We left Vernazza after two nights thinking we had seen all we wanted to see and would find some where to stay between Vernazza and Modena. We decided to not take the autostrada and drive by old roads which is a lot slower but we were not in a hurry.
We thought that about 1/2 way to Modena would be good and we could find somewhere to stay the night. We drove for about two hours working our way up the mountains until the top of a mountain pass at 1100 meters. The weather was closing in and as we got to the top there was thick mist covering the mountain.
There was a shop and a bar with accommodation so we got out and had a coffee and asked about the room. The room was 35 EURO per night and we asked to see it.
We took the room, it was cold and were told the heating would take 20 minutes to heat the room up. Pam then decided that she hated the room and had a little sulk. So I has to go back to the lady who spoke almost no English and told here we no longer wanted the room and we left the mountain. I quite liked the idea of waking up at the top of a mountain, but it was not to be.

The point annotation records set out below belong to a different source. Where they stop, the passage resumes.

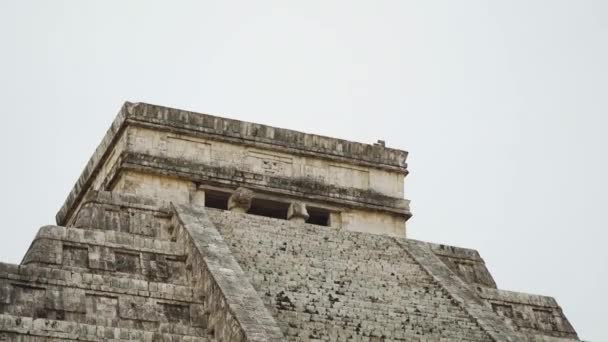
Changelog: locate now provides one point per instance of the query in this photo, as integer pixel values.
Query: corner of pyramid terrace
(192, 227)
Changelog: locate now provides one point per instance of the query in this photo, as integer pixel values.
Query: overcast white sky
(502, 105)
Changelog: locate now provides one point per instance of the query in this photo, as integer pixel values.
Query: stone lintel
(232, 296)
(240, 201)
(297, 212)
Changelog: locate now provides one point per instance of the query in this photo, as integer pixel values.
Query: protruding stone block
(240, 201)
(297, 212)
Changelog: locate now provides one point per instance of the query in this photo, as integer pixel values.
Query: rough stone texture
(297, 212)
(138, 257)
(240, 201)
(160, 152)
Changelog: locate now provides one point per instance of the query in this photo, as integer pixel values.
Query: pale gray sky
(502, 105)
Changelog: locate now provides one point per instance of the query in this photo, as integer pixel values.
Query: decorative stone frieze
(240, 201)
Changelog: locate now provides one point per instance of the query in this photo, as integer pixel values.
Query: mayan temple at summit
(191, 227)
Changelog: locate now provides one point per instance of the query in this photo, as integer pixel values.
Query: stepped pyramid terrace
(191, 227)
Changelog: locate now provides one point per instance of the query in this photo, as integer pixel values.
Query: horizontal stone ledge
(243, 132)
(40, 276)
(295, 187)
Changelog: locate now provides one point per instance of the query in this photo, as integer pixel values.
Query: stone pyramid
(190, 227)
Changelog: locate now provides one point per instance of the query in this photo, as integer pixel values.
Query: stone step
(38, 292)
(112, 284)
(22, 329)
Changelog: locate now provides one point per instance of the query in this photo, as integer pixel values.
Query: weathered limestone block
(240, 201)
(297, 212)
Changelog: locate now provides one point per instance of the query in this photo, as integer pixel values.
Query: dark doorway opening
(216, 199)
(318, 216)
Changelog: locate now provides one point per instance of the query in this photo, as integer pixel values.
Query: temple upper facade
(187, 157)
(187, 227)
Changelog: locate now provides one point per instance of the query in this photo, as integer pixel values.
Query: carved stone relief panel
(349, 176)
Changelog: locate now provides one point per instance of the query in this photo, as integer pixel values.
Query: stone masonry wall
(323, 284)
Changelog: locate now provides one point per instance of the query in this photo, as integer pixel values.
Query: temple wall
(220, 154)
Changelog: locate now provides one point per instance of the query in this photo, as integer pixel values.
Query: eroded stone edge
(241, 300)
(483, 315)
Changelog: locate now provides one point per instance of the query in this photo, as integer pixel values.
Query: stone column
(297, 212)
(240, 201)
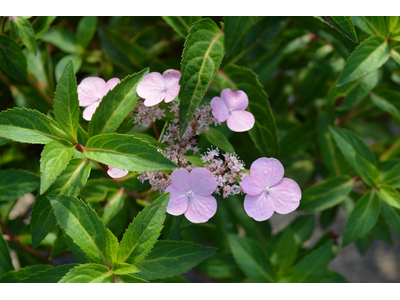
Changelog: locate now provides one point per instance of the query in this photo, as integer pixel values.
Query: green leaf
(82, 224)
(86, 30)
(363, 217)
(51, 275)
(181, 24)
(5, 258)
(170, 258)
(313, 266)
(66, 105)
(29, 126)
(251, 258)
(371, 25)
(390, 195)
(326, 194)
(370, 55)
(12, 59)
(89, 273)
(202, 55)
(69, 183)
(218, 139)
(54, 159)
(25, 32)
(235, 28)
(344, 25)
(16, 183)
(143, 232)
(264, 131)
(116, 105)
(127, 153)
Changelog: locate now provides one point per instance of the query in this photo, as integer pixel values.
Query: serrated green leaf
(66, 105)
(181, 24)
(50, 275)
(86, 30)
(12, 60)
(235, 27)
(170, 258)
(88, 273)
(29, 126)
(143, 232)
(252, 259)
(363, 217)
(16, 183)
(82, 224)
(202, 55)
(313, 266)
(54, 159)
(263, 133)
(116, 105)
(326, 194)
(370, 55)
(218, 139)
(25, 32)
(127, 153)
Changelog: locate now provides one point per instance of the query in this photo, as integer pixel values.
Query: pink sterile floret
(191, 194)
(91, 91)
(231, 107)
(116, 173)
(155, 87)
(267, 190)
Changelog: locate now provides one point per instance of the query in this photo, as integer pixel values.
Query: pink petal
(203, 182)
(258, 207)
(180, 180)
(116, 173)
(90, 90)
(89, 111)
(240, 120)
(201, 209)
(235, 100)
(269, 170)
(285, 195)
(178, 201)
(171, 78)
(219, 109)
(252, 185)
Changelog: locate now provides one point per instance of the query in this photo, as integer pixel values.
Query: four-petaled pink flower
(267, 190)
(155, 87)
(231, 107)
(191, 194)
(116, 173)
(91, 91)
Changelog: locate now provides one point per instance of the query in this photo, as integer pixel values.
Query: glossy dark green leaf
(202, 55)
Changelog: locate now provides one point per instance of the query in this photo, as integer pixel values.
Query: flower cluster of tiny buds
(228, 171)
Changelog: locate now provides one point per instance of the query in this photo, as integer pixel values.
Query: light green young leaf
(25, 32)
(252, 259)
(370, 55)
(16, 183)
(202, 55)
(170, 258)
(143, 232)
(54, 159)
(326, 194)
(12, 59)
(88, 273)
(29, 126)
(66, 105)
(313, 266)
(181, 24)
(127, 153)
(116, 105)
(363, 217)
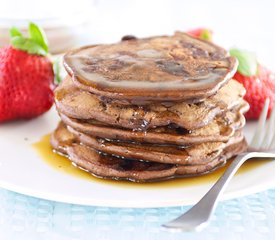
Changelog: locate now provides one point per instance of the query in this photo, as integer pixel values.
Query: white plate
(22, 170)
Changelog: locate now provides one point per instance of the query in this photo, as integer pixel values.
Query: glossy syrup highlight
(65, 166)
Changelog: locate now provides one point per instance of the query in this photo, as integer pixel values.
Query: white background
(246, 24)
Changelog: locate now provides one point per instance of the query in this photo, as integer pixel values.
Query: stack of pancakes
(150, 109)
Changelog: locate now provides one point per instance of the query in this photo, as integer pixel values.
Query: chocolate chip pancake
(164, 68)
(150, 109)
(219, 130)
(80, 104)
(106, 166)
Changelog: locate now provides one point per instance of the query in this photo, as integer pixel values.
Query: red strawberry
(202, 33)
(26, 76)
(258, 81)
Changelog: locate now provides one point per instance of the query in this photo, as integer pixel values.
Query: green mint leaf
(248, 64)
(14, 32)
(28, 45)
(57, 71)
(37, 35)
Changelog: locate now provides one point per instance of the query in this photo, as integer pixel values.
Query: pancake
(79, 104)
(106, 166)
(196, 154)
(219, 130)
(164, 68)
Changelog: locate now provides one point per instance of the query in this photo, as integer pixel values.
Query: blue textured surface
(23, 217)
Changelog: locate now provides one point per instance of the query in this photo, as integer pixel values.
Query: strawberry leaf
(35, 44)
(14, 32)
(248, 64)
(37, 35)
(28, 45)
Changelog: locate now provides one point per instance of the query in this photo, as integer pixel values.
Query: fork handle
(199, 214)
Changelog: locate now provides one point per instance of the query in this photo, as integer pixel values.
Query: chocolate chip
(128, 37)
(172, 67)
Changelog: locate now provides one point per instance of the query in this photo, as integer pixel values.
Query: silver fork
(262, 145)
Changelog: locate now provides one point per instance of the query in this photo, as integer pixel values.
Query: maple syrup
(62, 164)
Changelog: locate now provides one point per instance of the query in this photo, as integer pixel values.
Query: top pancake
(165, 68)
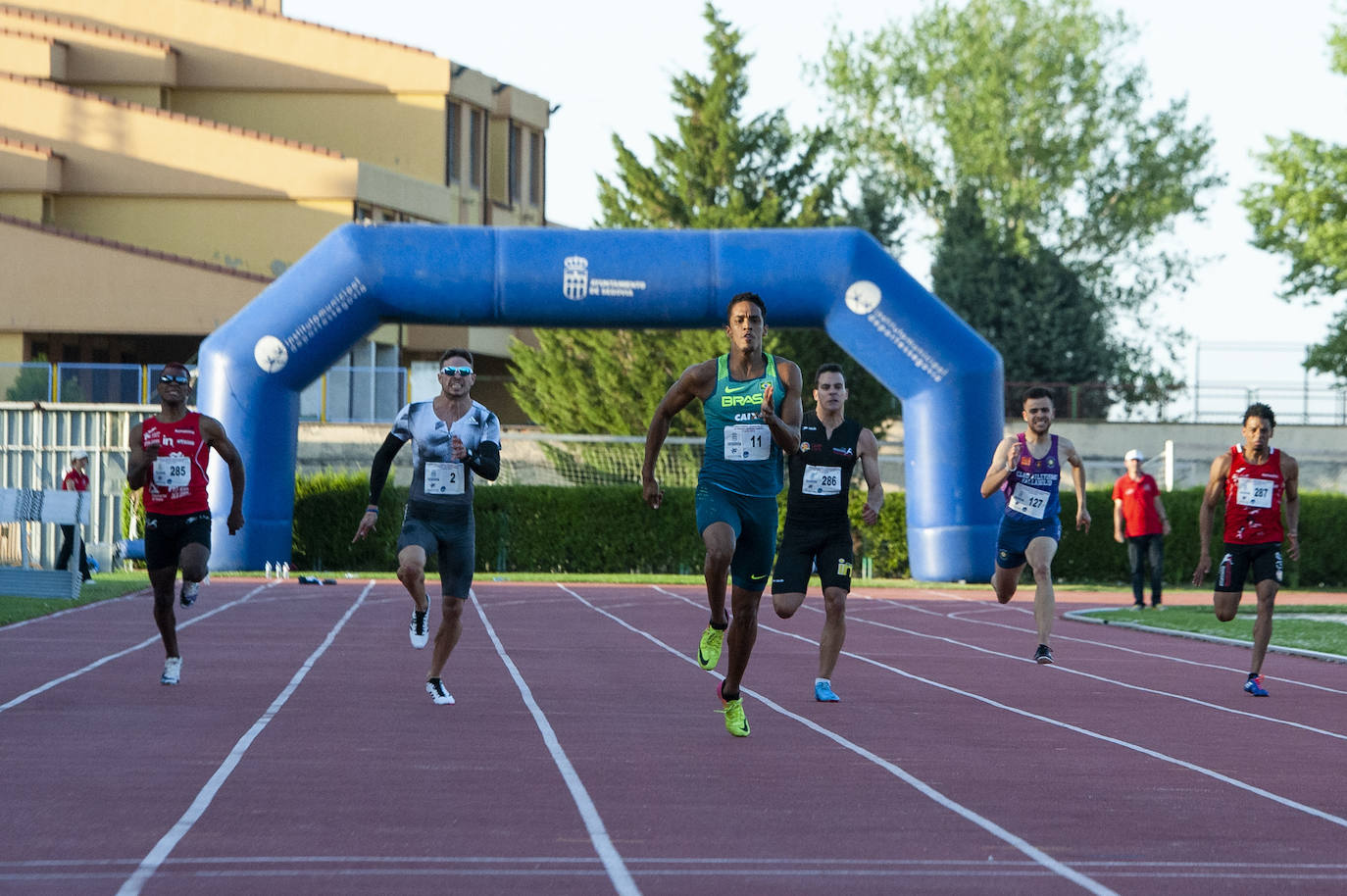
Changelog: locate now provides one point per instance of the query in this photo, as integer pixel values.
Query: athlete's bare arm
(1002, 461)
(868, 449)
(697, 381)
(1206, 514)
(140, 460)
(213, 434)
(1290, 503)
(1077, 479)
(785, 426)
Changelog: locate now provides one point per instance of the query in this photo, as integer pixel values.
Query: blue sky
(609, 68)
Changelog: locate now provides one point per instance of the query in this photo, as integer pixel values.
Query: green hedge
(546, 528)
(543, 528)
(1098, 558)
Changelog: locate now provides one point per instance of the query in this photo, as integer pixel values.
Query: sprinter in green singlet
(752, 406)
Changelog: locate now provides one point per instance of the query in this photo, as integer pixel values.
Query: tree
(1301, 215)
(1030, 108)
(721, 172)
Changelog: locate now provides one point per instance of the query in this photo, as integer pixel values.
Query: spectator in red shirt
(75, 479)
(1140, 522)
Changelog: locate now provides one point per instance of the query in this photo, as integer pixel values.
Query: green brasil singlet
(741, 456)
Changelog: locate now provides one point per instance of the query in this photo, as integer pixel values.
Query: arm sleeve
(485, 461)
(382, 463)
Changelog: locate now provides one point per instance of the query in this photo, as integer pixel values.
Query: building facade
(162, 161)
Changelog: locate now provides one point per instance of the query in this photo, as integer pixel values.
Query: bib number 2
(443, 478)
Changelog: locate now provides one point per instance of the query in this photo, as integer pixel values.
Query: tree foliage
(720, 172)
(1300, 213)
(1033, 110)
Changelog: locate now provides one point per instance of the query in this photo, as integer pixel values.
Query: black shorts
(453, 543)
(806, 549)
(1264, 560)
(168, 533)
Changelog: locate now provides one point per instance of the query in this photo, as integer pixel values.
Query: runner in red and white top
(1257, 484)
(169, 454)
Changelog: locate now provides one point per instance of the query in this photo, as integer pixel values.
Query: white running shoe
(418, 629)
(436, 691)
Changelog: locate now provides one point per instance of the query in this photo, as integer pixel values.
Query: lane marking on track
(198, 807)
(962, 616)
(143, 644)
(1016, 711)
(1067, 670)
(1039, 856)
(613, 864)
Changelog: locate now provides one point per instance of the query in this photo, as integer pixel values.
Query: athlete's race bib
(748, 442)
(443, 478)
(1250, 492)
(1029, 500)
(822, 479)
(173, 472)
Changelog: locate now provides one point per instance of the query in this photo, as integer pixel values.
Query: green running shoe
(709, 651)
(734, 722)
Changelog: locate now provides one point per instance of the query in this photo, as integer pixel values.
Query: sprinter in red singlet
(169, 454)
(1256, 482)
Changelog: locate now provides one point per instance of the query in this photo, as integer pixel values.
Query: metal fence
(374, 394)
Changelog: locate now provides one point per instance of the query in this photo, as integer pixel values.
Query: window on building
(453, 143)
(514, 162)
(535, 168)
(475, 143)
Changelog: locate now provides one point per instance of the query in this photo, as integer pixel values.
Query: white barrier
(36, 506)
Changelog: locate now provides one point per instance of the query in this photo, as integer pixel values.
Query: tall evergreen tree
(720, 172)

We drove down the mountain and there was nothing that looked like accommodation at all close by. We kept driving and at about 80 km to Modena we decided we needed to find something soon, so we entered HOTELS in the TOMTOM and followed its route.
We found the village but there was no parking signs everywhere and it was raining quite hard by then. We flagged that one after trying to find how to drive there with the TOMTOM wanting us to drive down footpaths. I guess they are called “via something” which translates to “something road” hence why it was wanting us to drive down there. We left that town and kept on driving. We drove past a B&B sign on the main road 400 meters so we looked for that and could not find an entrance, so we did a u-turn and drove back and found a bridge about 400 meters before the sign. The sign said 400 meters both ways – da! We drove over the bridge and followed the track for ages, up very windy hills. We never found the B&B and turned around after about 3 KM.
We then selected another name in the TOMTOM and drove there. Up a small windy road, and then up a very steep drive way but it was closed. We pulled another from the TOMTOM and drove to it, but it did not exist. This went on for ages, we found one in a village that Pam said looked nice, but it was closed on Mondays.
We then gave up and phoned the place where we were going to be staying (Ca Penelope) for the next 6 nights and asked if we could come 1 day earlier – they said yes so we at least had somewhere to go.
The rain was very very hard, and the roads entering Modena were very very busy with people probably going home, the visibility was bad.
The roads into Modena also gave me a bad feeling about this place in that it is just a large city, something I can’t be bothered with. We drove off towards Maranello which also looked like a major city and found the farm where we are staying – right on the edge of town. The rain kept coming down, and we drove in and got out of the car.
I did something like 6 hours driving when I was only planning on 2 hours, I was very buggered after the drive.
We checked in and were shown the apartment, really a room with a small kitchenette. It was clean and inviting. Pam cooked some pasta with the small amount of ingredients we had and we opened a wine out of a milk carton – 1 EURO 39 cents – it was crap but we had to see what it was like.
A pretty quiet night and out like a light.